You're not alone. I spent almost 20 years programming with intrusive lists before I ever heard about non-intrusive lists. Of course, they weren't known as "intrusive lists", everybody called them "linked lists".
They are trickier though because you either have to create a new type for each list and all all accompanying functions to work on that type (the PointListNode in the article) or you can make it more generic by discarding type safety and using tricks like "container_of" (that's actually my preferred approach when writing C, at least it lets me use the linux kernel's list.h and I don't have to reinvent the wheel).

In C you don't have much of a choice to make a generic container but in C++ the templated std::list is much safer.

I'm a bit wary of that article to be honest, it's interesting but it oversells the intrusive list a bit IMO and I can definitely imagine inexperienced C++ coders deciding to use intrusive lists instead of the STL because of it. But at any rate that would be very premature optimization in my book. Even if intrusive lists happen to be faster in a certain use case (and I'd like to see benchmarks before I believe it) I'd feel much more comfortable using std::list while developing/debugging.

The problem with std::list is that it's almost always worse than the alternatives. I would recommend using std::vector as the "default" container, and then use another container if the performance of std::vector is not good enough. Or, put another way, I think std::list is a premature optimization, because you are saying that insertions and deletions are frequent enough that you need them to be O(1), even at the expense of extra memory usage and tons of cache misses for simple traversal.

The std::vector container will outperform std::list surprisingly often. Just think of std::vector as your default container.

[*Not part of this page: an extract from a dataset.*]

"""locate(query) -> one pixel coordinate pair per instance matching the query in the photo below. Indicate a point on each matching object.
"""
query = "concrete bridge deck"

Yeah, I was expecting some secret magic and it was just a basic linked-list like was used to weed out incoming freshman at my university who couldn't understand pointers.
I think they are more likely to feel "tricky and weird" when coming from a higher level language like c++ or Java that has linked list data structures in their standard library.
Higher- or lower- level domains, I feel, would be more accurate; when I code my c-with-templates embedded code there's no STL, so I'm quite aware of intrusive containers, even though I rarely code straight-C. My favorite variant is multiply-included linked lists---which I've seen in a number of one-off embedded JITs.